Exclusive A referral management centre has been controversially screening GP referrals for transient ischaemic attack or stroke, and for ‘breast symptoms’, in moves experts warned could dangerously delay assessment of patients in hospital.
NHS Ealing’s referral gateway was screening referrals in those areas until April 2011, when it added them to its ‘exception list’ following what it claimed were ‘changes to regional and national policy’.

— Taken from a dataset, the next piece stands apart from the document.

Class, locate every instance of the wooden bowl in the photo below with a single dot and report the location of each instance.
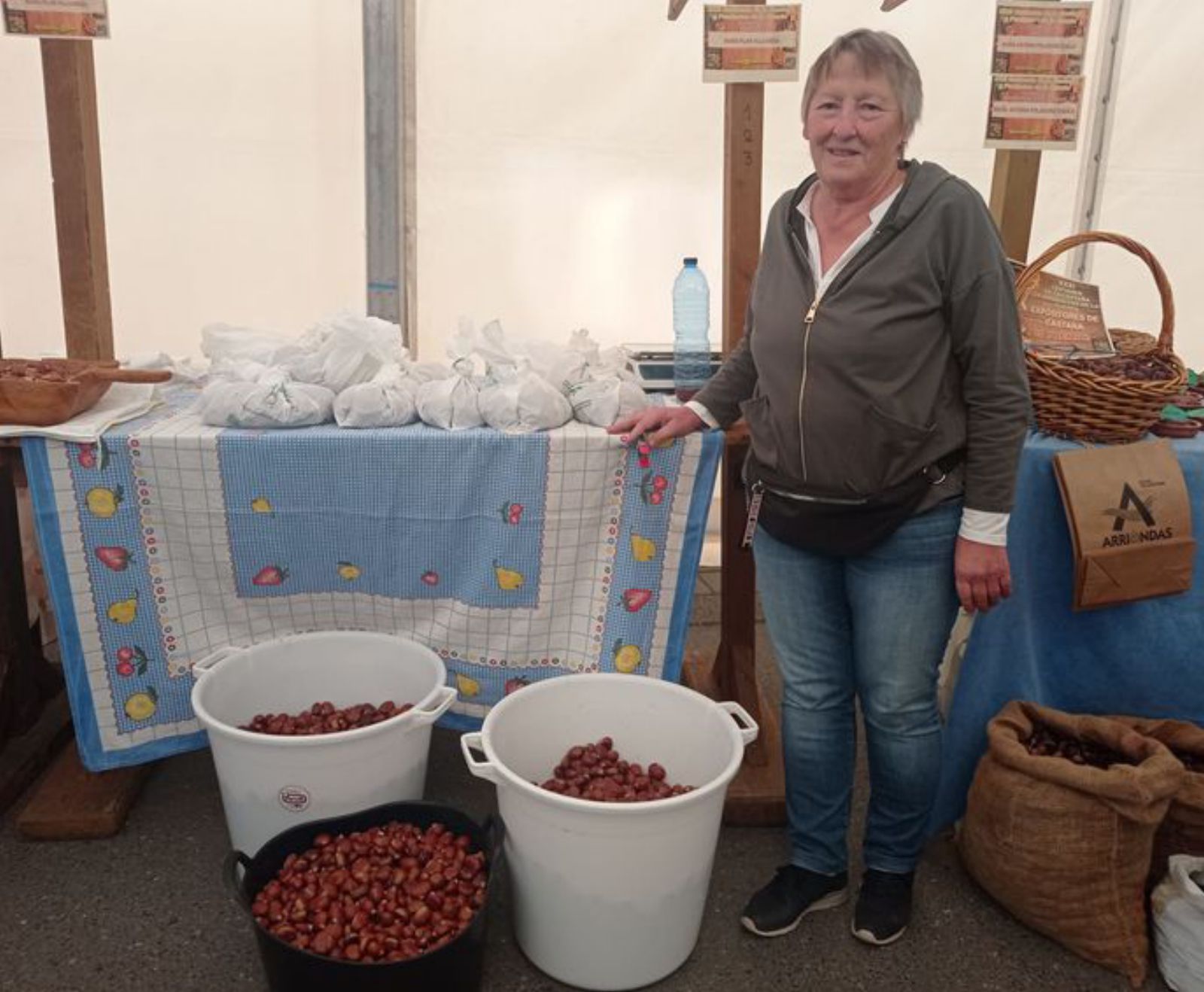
(46, 391)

The PCT said that U-turn, implemented at the start of financial year 2011/12 and revealed under the Freedom of Information Act, was not linked to a serious untoward incident at the referral gateway – one of three nationwide revealed by Pulse last week.
But GPs warned that channelling TIA and breast symptom referrals via a referral gateway would delay urgent referrals and put patients at risk.
Dr Michelle Drage, chief executive of Londonwide LMCs, said the change in policy was ‘a really positive move’: ‘I suspect it’s because CCGs and GPs locally have been making moves that this would be in the interest of patient care.’
Dr Stewart Findlay, a GP in Bishop Auckland and chair of Durham Dales CCG, said: ‘Most TIAs will need to be seen probably within two weeks and some more urgent than that. It is not suitable for the delays a referral management centre would put into place.
He added: ‘There will be some women who have lumps but not breast cancer. However, the move in our area is to ensure breast clinics see all women with lumps as rapidly as possible, because you can’t tell simply by looking or feeling whether someone has breast cancer or not.’